Some academics have laid blame for the Bengal famine on the British war cabinet and Churchill for not acting quickly to send aid.

There is, of course, all the difference in the world between not acting quickly enough to send aid, and deliberately killing millions of people. Perhaps such distinctions are too subtle for the artistic mind to grasp. Also, 1943: was there anything going on then that dominated the attention of Churchill and the War Cabinet, and that consumed British resources?

In any event, Churchill biographer Andrew Roberts, who I now learn is Lord Roberts of Belgravia, sets the record straight:

The letter by Lord Roberts claimed the installation’s description of Churchill was an “ideologically motivated rant”.

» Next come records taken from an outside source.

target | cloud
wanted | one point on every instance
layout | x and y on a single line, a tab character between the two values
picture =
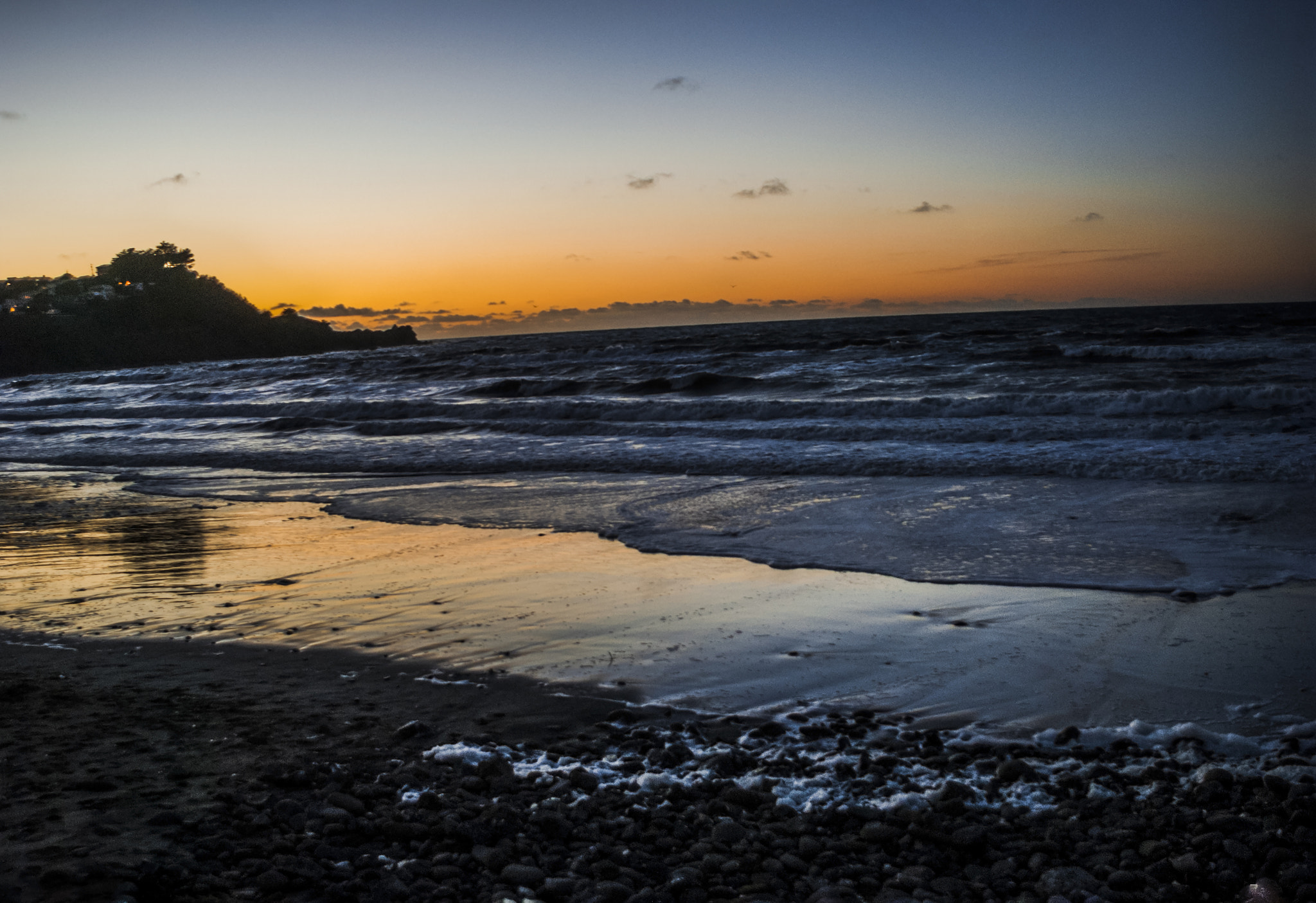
177	179
770	187
1125	258
457	317
646	181
1051	258
344	311
677	84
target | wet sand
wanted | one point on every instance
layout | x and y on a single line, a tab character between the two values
194	690
722	635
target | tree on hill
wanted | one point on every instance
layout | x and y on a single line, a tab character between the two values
149	307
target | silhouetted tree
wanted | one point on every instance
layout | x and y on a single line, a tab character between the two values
150	307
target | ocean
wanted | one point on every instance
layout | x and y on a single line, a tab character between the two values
1155	449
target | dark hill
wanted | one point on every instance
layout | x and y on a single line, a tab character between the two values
150	307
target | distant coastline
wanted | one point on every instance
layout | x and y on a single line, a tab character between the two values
150	308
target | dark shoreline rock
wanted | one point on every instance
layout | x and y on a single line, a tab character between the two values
262	787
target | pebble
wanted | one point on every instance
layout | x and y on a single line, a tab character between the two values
478	832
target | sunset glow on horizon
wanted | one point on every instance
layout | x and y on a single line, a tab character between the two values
492	166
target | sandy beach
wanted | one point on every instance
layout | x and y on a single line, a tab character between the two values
191	683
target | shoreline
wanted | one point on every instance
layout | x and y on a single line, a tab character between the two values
706	634
200	765
144	771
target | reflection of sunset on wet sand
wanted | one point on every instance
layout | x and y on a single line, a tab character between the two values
711	634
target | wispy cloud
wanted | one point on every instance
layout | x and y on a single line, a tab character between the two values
1066	257
177	179
677	84
770	187
646	181
344	311
1125	258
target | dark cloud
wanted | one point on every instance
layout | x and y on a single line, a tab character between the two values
177	179
620	315
646	181
344	311
1053	258
1125	258
770	187
457	317
677	84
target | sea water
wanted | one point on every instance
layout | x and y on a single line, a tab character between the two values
1152	449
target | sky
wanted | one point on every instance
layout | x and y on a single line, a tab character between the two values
536	165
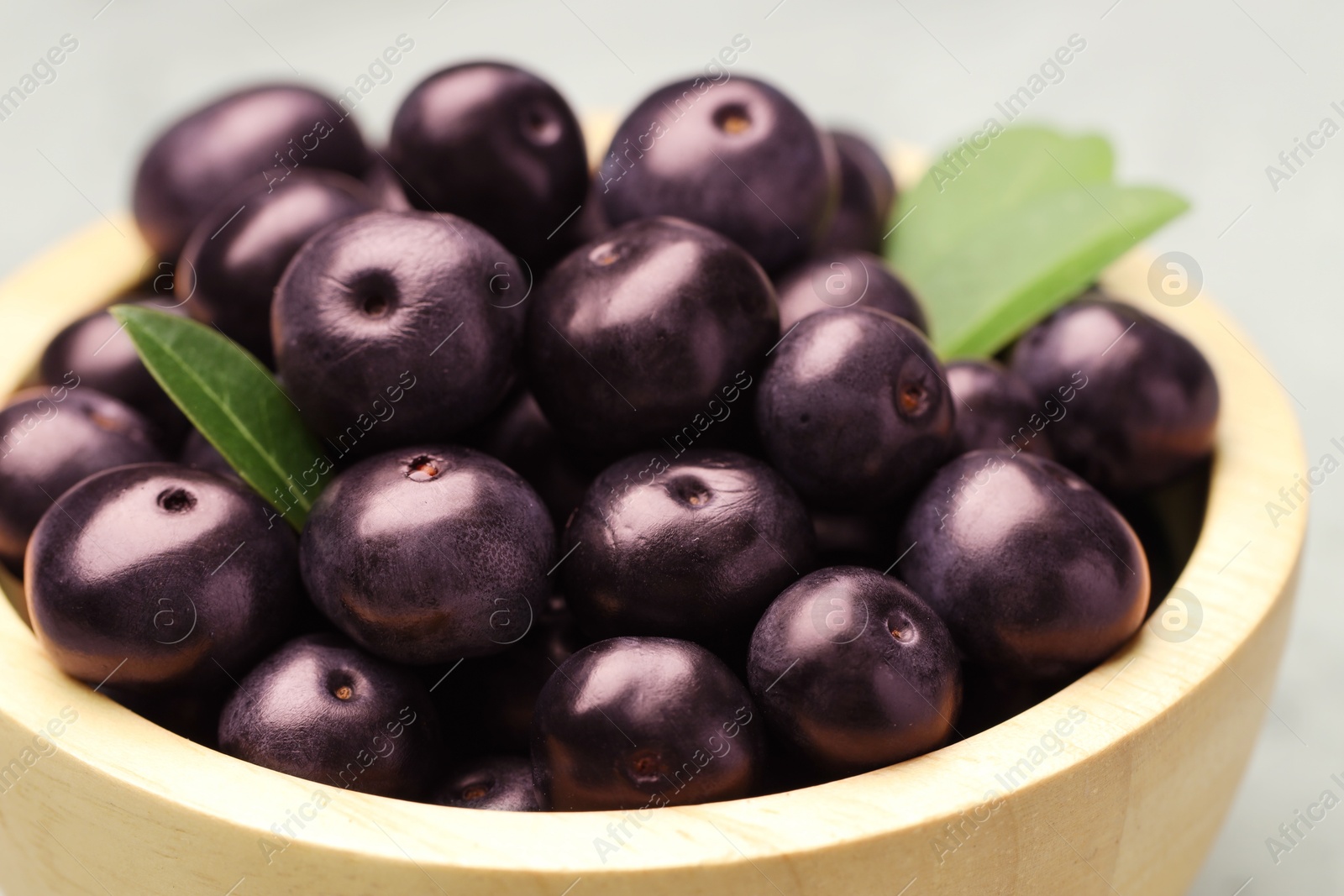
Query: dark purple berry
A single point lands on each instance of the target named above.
(1139, 402)
(503, 783)
(53, 437)
(429, 553)
(499, 147)
(853, 671)
(736, 156)
(648, 335)
(696, 548)
(393, 328)
(160, 577)
(998, 411)
(846, 280)
(1034, 571)
(323, 710)
(867, 196)
(259, 136)
(853, 410)
(635, 723)
(235, 255)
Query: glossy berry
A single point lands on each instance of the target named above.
(853, 410)
(853, 671)
(635, 723)
(161, 577)
(846, 280)
(499, 147)
(867, 195)
(732, 155)
(259, 136)
(692, 548)
(503, 783)
(998, 411)
(1144, 405)
(320, 708)
(53, 437)
(648, 335)
(398, 327)
(1034, 571)
(235, 255)
(521, 436)
(96, 352)
(429, 553)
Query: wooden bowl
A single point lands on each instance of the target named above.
(1117, 783)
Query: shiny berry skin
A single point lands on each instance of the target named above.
(96, 352)
(53, 437)
(736, 156)
(998, 411)
(1146, 401)
(255, 136)
(633, 336)
(503, 783)
(1034, 571)
(235, 255)
(853, 409)
(499, 147)
(429, 553)
(323, 710)
(846, 280)
(409, 317)
(867, 196)
(853, 671)
(521, 436)
(692, 548)
(163, 575)
(633, 723)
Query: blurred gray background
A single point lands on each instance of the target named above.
(1196, 94)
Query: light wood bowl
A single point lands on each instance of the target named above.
(1129, 804)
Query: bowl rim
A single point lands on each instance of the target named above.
(1258, 450)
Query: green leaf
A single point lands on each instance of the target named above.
(235, 405)
(996, 241)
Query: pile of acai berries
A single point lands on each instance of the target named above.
(643, 484)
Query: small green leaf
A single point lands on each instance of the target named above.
(996, 241)
(235, 405)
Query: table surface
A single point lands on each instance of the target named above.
(1200, 96)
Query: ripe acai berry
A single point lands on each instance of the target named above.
(429, 553)
(846, 280)
(259, 136)
(867, 195)
(696, 548)
(635, 723)
(732, 155)
(1034, 571)
(998, 411)
(1146, 401)
(323, 710)
(503, 783)
(50, 438)
(237, 254)
(853, 671)
(853, 410)
(499, 147)
(398, 327)
(160, 577)
(647, 333)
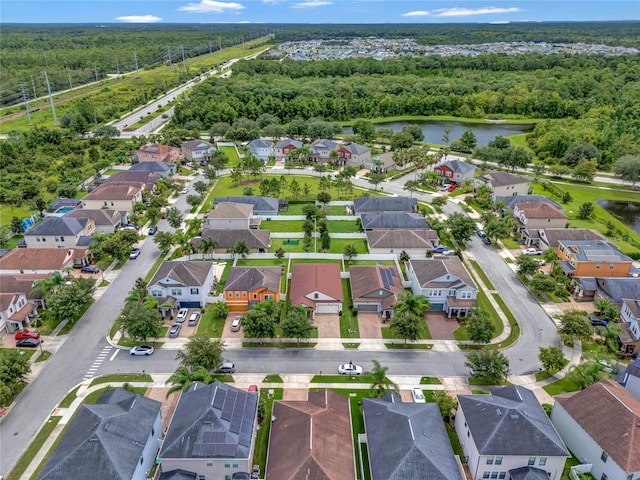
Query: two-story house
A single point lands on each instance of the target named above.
(182, 284)
(445, 282)
(600, 426)
(263, 149)
(197, 150)
(121, 196)
(592, 258)
(247, 286)
(507, 431)
(59, 232)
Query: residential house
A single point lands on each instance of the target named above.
(504, 184)
(263, 149)
(505, 431)
(116, 438)
(247, 286)
(212, 432)
(414, 242)
(384, 204)
(629, 333)
(408, 441)
(43, 260)
(354, 155)
(538, 215)
(455, 171)
(311, 439)
(632, 378)
(106, 221)
(284, 147)
(393, 220)
(445, 282)
(321, 149)
(121, 196)
(155, 152)
(59, 232)
(161, 168)
(600, 426)
(258, 241)
(182, 284)
(382, 163)
(316, 286)
(197, 150)
(592, 258)
(375, 288)
(263, 206)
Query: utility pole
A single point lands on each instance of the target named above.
(53, 108)
(26, 105)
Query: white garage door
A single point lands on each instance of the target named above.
(328, 308)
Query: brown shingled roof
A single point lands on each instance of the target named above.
(610, 415)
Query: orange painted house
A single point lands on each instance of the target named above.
(247, 286)
(592, 258)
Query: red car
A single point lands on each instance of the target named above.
(22, 335)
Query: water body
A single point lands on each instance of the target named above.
(434, 130)
(627, 212)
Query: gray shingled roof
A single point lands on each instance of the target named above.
(408, 441)
(58, 226)
(510, 421)
(104, 441)
(384, 204)
(390, 220)
(211, 421)
(259, 203)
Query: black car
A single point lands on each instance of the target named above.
(28, 343)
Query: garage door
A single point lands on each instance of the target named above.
(328, 308)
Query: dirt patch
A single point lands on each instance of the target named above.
(440, 326)
(369, 324)
(328, 325)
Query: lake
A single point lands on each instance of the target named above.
(627, 212)
(434, 130)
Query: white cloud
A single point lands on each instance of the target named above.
(139, 18)
(465, 12)
(416, 13)
(211, 6)
(311, 3)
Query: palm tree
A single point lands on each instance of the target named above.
(379, 381)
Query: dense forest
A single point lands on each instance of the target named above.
(596, 96)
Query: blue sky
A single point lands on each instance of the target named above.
(314, 11)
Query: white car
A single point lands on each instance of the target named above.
(350, 369)
(418, 395)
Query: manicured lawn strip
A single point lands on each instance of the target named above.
(34, 447)
(262, 437)
(122, 377)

“The accusation that it was deliberately visited upon Bengalis by Churchill is foul and vile. It is also historically ludicrous,” Roberts said.

The Churchill Project at Hillsdale College weighed in, too:

It said that Churchill and the British government were aware there was a food shortage but did not realise how severe it was. When Churchill realised the scale of the famine in August 1943, he diverted 150,000 tonnes of barley and wheat.

RAF personnel hand out food to children during the Bengal famine in India in December 1943

Perhaps most disturbing is the role of the National Portrait Gallery, a public institution:

A spokesperson for the gallery said it respected Cammock’s decision to withdraw the work, “just as we acknowledge the opinions of those who were offended by what was said in the film”.

“The aim of this project was to give artists the opportunity to create works as personal and creative responses to our collection. The work was presented as an artistic piece, not a documentary, and the views expressed in the film do not necessarily reflect those of the NPG,” the spokesperson said.

Not a documentary, and therefore the “artist” was free to make up vile slanders? And those who were “offended” merely had different “opinions”? And the views expressed in the film (i.e., that Churchill was a mass murderer) “do not necessarily reflect those of the NPG”?

I should hope not. But it is a sign of the degradation of modern institutions that historical fact is merely a matter of opinion, and if you are on the left, you are encouraged to express, in an important public forum, the most absurd calumnies against those who are seen as being on the right.